“Race as a discourse is not an unchanging historical framework that limits identities to fixed taxonomies; it is rather a dynamic system of social and cultural techniques carefully calibrated to constrain, define, and develop a nexus of human activity where the ontology of the human, the representation of the body, and the social position of the subject intersect. At this intersection, the invention and perpetuation of various forms of race discourse can be understood effectively to employ the human organism as an experimental object of signification.” (González 42).
“[Societies of control are] ultrarapid forms of free-floating control that replaced the old disciplines operating in the time frame of a closed system…Enclosures are molds, distinct castings, but controls are a modulation, like a self-deforming cast that will continuously change from one moment to the other,” (Deleuze 4).
Previously in this class, we’ve mostly paired “information” with race in terms of genetics (the idea that since humans are now viewed as data-banks of information, the problem of race becomes ever more pressing in its genetic invisibility and scientific denunciation as a “social construction.”) González, however, imagines racial performance in terms of informational floods of sensory data, thus seemingly to present both the act of passing and the fixing of racial typologies in terms of a Deleuzian concept of “free-floating control systems.” By viewing race in terms of a Deluzian concept of control society, González brings to bear a new temporal schema of racial formation, as well as new terms of the persistence of racial typologies.
This new temporal schema of racial formation moves away from an economy of the visual. Instead of the closed circuit and the time-image, racial performance fixes racial formations through a series of moments, movements, and images which are psychic and more fully embodied than a registering (or rendering) of a visual epidermal tag. Race is “a dynamic system of social and cultural techniques” which, though they serve to “constrain, define, and develop a nexus of human activity,” (or, in disciplinary control terms, “enclose,”) are essentially in flux. While racial typologies may be fixed (“molds”) the manner of affixing them to individual bodies works according to a control society mechanism of a “modulation, a self-deforming cast,” (Deleuze 4).

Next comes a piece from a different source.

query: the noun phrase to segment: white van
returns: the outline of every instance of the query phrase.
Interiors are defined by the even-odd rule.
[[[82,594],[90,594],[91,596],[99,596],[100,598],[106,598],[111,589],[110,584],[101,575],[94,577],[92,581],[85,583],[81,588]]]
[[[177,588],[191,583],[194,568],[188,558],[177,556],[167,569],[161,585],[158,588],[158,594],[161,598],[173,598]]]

If we view (as I am suggesting we do) González’s argument in terms of Deleuze, the persistence of racial typologies is fascinating. If racial typologies are symptomatic of environments of enclosure (disciplinary society) while the actual enactments of fixing individuals within these typologies are in terms of control-society flux and modulation, then what can we expect for the “transcending” of race or the emergence of a “new human(ity/ism)” in light of the fact that Deleuze views us as being in the process (and this was over 20 years ago) of transition from discipline to control society? It makes sense to me to suggest that we have become a society of new levels and complexities and invisibilities of fixing individuals in the overlapping “nexus” of race, while these racial “enclosures,” themselves are outdated not only for believers in equality but also for the contemporary methods of hegemonic power (González 42, Deleuze 4).